一つは「絆の完成」によってウルトラマンメビウスを含めたGUYSが個の集団ではなくひとかたまりとなってしまいそれぞれのキャラクターがテンプレート的に見えてしまったことだろう。そしてメビウスも作中でヤプールが指摘した通り、「仲間がいないと何も出来ないウルトラマン」として描かれてしまったこともあわせて指摘しておく。
 
 そしてもう一つは今まで緻密に構成されてきた設定周りに多少雑な部分が見受けられたことだ。「怪獣使いの遺産」は本職の脚本家ではなく直木賞作家の朱川湊人さんが脚本を書いたということを割り引いたとしても首をひねる出来でしかなかったし、設定考証を担当した谷崎あきらさんが脚本を担当したにもかかわらずゴモラの尻尾を念力で飛ばすマックスと同じ過ちを犯した「旧友の来訪」、完全に封印したはずのヤプール復活の事情が「怨念」の一言で片付けられていた事もそうだ。
 これらが評価を一歩落としてしまっているのもまた事実である。

まとめ
 さまざまな感想を書いたBLOGを見ていると絶賛している人もいれば駄作とけなす人もいることは「アクセスワード解析+アフェリエイト」の時に指摘した。駄作とけなす中にはどう見ても感情的な嫌悪感をあらわにしているとしか思えない感想が散見される。
 
 私自身は見てきたようにそれぞれの時期にそれぞれの問題点はあったが、全体的には楽しんでいた。

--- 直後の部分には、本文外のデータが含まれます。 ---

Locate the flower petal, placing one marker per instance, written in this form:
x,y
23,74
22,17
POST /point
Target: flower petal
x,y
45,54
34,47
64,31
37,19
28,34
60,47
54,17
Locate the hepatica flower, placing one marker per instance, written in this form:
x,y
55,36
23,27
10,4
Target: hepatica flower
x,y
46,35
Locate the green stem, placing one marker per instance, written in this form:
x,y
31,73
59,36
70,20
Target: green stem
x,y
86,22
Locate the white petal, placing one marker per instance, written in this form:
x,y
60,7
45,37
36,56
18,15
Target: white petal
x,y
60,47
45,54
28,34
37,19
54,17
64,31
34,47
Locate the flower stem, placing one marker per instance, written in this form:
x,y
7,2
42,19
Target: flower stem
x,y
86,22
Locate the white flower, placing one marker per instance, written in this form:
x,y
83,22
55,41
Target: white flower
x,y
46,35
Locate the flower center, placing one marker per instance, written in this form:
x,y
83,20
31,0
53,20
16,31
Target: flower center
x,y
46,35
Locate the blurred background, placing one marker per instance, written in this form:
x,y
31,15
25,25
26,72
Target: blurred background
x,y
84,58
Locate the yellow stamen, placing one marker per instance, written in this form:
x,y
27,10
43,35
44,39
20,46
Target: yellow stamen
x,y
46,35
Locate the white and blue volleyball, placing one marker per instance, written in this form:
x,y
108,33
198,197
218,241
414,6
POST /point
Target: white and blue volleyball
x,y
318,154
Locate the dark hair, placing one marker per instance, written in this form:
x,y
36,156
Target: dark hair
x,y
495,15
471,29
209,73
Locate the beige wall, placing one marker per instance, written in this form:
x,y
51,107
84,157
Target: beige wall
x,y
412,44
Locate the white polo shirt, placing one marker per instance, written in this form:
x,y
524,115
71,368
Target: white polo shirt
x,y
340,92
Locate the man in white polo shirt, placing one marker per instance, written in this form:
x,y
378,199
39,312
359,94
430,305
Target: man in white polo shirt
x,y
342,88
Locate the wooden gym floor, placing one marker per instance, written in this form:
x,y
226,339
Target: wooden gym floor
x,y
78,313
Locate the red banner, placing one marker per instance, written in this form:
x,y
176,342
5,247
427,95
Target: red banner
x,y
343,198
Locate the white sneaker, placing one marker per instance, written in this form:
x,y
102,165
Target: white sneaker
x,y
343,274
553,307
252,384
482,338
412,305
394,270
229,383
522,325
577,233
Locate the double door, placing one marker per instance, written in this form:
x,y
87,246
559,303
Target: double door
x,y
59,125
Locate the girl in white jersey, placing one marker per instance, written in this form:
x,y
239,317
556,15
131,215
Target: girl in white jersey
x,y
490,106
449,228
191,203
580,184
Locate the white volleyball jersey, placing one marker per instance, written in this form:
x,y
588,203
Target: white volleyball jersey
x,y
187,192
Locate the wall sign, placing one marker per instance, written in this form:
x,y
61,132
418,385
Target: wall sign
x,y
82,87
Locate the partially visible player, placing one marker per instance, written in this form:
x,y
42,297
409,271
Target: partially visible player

 嫌悪感を持って、ケチ付けありきの感想を書いている人に対して私は「そんなにいやなら見なきゃいいのに。それはただの利敵行為じゃないか」と思う反面、そういった嫌悪感を持ってしまう気持ちもなんとなく分かる。

 「ネクサス」のスタッフが作っているということから来る偏見、「ウルトラ兄弟」への嫌悪、頼りなく描写されるメビウスなどいろいろ指摘できる部分はある。だがこんなことは瑣末な問題に過ぎない。

 一番の問題は「オタクの傲慢さ」が全編にわたって見え隠れしていたことに起因していたのではないかと思う。自身の知識をひけらかすそういった傲慢さとそりが合わない人にとってはこれは強い嫌悪感を抱くのは当然と言える。

 そしてこの「傲慢さ」こそ同種のお祭り作品である「ゴジラ FINALWARS」や「∀ガンダム」との決定的な差であると思う。
 
 私がそういうことをあまり気にせず(過去のウルトラシリーズにあまり深い思い入れが無いせいかもしれない)に見ることが出来たのは良かったことなのだろうか、それとも何割か損をしているのだろうか。

そして年間を通して「ウルトラマンと人間の絆」という面では一貫していた。最終3部作をそのテーマできちんと纏め上げられた事は評価してしかるべきではなかろうか。

 しばらくTVのウルトラシリーズはお休みするらしい。(メビウス自体は別メディアで少しあるらしい)それが何年くらいになるのかは分からない。そこで私はこの作品に対してはこういう称号を与えたい。
「第2期ウルトラシリーズの、そしてティガから始まる平成ウルトラシリーズの集大成作品」、と。

 こんなくそ長い総括をお読みいただきありがとうございました。